Covid-19 is far from the only issue clients are dealing with. Gareth Martin, director, says new developments in financial reporting continue to provide a test.
“The knowledge and experience that Deloitte has developed as a team in areas such as climate change reporting, corporate governance, section 172(1) reports and new accounting standards means that we have been able to engage early with our clients and work with them to ensure that all their reporting requirements are met,” he says.
“The experience we have as a team through audit, advisory and secondment engagements across a range of sectors such as technology, food and agri, financial services, energy and manufacturing means we have already seen many of the issues that our clients have, allowing us to work with them to quickly identify pragmatic solutions in relation to financial reporting, systems and processes and technical accounting,” he adds.

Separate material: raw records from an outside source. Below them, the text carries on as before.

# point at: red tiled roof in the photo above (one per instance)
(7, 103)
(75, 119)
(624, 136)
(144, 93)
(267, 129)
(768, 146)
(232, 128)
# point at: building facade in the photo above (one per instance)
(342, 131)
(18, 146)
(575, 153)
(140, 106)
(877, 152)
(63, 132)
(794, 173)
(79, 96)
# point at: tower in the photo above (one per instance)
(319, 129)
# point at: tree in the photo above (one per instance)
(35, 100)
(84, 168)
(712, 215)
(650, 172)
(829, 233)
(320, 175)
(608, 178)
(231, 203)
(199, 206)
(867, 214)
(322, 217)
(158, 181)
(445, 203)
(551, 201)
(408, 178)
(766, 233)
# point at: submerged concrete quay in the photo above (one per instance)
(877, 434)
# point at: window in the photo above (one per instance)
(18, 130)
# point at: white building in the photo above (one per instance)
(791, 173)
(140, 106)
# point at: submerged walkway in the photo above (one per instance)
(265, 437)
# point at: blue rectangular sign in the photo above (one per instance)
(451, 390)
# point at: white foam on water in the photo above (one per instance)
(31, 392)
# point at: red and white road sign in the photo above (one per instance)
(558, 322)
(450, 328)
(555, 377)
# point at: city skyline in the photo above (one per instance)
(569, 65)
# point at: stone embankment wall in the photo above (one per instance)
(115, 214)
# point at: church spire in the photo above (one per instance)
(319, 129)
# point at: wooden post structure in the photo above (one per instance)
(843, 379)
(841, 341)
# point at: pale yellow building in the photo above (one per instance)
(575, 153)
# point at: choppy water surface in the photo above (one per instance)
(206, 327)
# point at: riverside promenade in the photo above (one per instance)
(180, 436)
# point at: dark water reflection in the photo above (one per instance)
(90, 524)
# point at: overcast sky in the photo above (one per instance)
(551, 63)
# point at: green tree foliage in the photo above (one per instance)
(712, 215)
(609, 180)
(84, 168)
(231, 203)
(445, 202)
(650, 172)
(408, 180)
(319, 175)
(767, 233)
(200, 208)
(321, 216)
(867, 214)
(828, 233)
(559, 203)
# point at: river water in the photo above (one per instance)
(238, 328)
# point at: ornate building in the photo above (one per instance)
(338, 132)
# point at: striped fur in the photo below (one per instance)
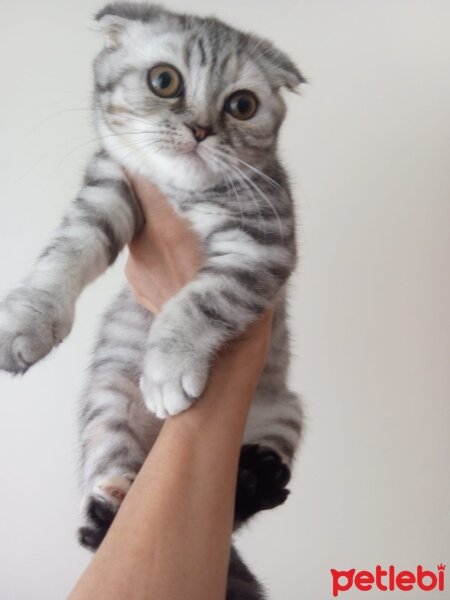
(234, 192)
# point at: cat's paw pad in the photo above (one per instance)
(262, 480)
(171, 382)
(31, 324)
(101, 507)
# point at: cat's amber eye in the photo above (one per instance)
(242, 105)
(165, 81)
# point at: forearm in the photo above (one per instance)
(171, 537)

“From a quality perspective the bar set by our regulators continues to rise and as a firm we are continuing to respond to that challenge through the transformation of our audits using data analytics, centres of excellence and innovative tools to continue to provide the quality service and insight our clients expect.”

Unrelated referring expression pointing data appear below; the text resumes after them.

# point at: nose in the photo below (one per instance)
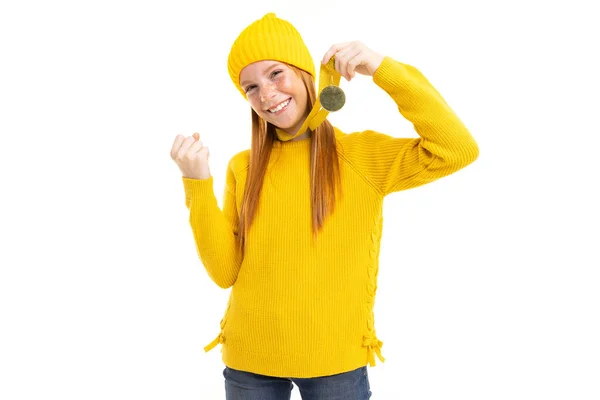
(266, 93)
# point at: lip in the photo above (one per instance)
(277, 105)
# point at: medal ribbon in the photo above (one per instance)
(328, 76)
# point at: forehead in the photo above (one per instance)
(258, 68)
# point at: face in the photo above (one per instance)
(276, 93)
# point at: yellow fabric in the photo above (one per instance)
(269, 38)
(299, 308)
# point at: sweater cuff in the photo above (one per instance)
(198, 188)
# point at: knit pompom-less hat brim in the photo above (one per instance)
(269, 38)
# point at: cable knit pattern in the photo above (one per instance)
(370, 340)
(303, 308)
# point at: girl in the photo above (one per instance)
(299, 234)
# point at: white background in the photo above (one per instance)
(488, 280)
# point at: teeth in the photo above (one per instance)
(279, 107)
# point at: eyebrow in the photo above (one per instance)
(277, 64)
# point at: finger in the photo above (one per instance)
(342, 57)
(353, 59)
(176, 145)
(195, 147)
(332, 50)
(185, 146)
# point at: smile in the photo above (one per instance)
(280, 106)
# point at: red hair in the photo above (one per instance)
(324, 167)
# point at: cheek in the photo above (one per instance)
(285, 85)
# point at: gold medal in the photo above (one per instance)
(332, 97)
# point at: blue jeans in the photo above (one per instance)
(351, 385)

Maintaining that quality service means investing in talent and skills. Grace Cartin, senior manager leads the graduate and intern recruitment process for the Belfast audit department.
With nine years of experience auditing industries such as financial services, technology, local government entities, distribution and property management, Grace also has a key employer liaison role with the local universities and spends a lot of time understanding the needs of client companies in order to ensure the brightest and best talent is recruited.
“Ultimately audit quality is driven by innovation, so we look for the capability to adapt and learn in those we recruit,” she says.
“I spent 18 months on a USA secondment to the Global Audit & Assurance Deployment & Adoption team, where I was responsible for deploying a range of innovative and analytical tools designed to enhance audit quality and add value to our clients. Since returning I have taken a lead role in promoting these tools across the firm.”
Dawn Johnston, director, notes that the celebration of the centenary of the appointment of the first female chartered accountant in the world coincides with Deloitte’s celebration of 175 years in business. Diversity is much more of a consideration in the way the team recruits and works with clients, while collaboration with other parts of the firm is also a major focus for the future.
“Collaboration across and within our teams is critical to Deloitte’s success. I’m convinced that a diverse team yields better results, more creative solutions, and a clearer understanding of each other’s points of view,” she says.
“We have come a long way and during my career with Deloitte I have had the privilege of working with plenty of courageous female leaders who have challenged traditional ways of thinking and working,” adds Dawn.
“We can’t afford to be complacent, but I am proud of the blend of diversity and harmony in our audit leadership team in Northern Ireland and the positive impact we make on our colleagues, clients and society. Diversity and Inclusion is an increasingly critical business issue and one of the macro trends that will shape the future world of work and allow us to harness powerful thinking.”
Pictured from (L-R) Grace Cartin, Senior Manager, Gareth Martin, Director, Dawn Johnston, Director and Jason Starbuck, Director, Deloitte NI.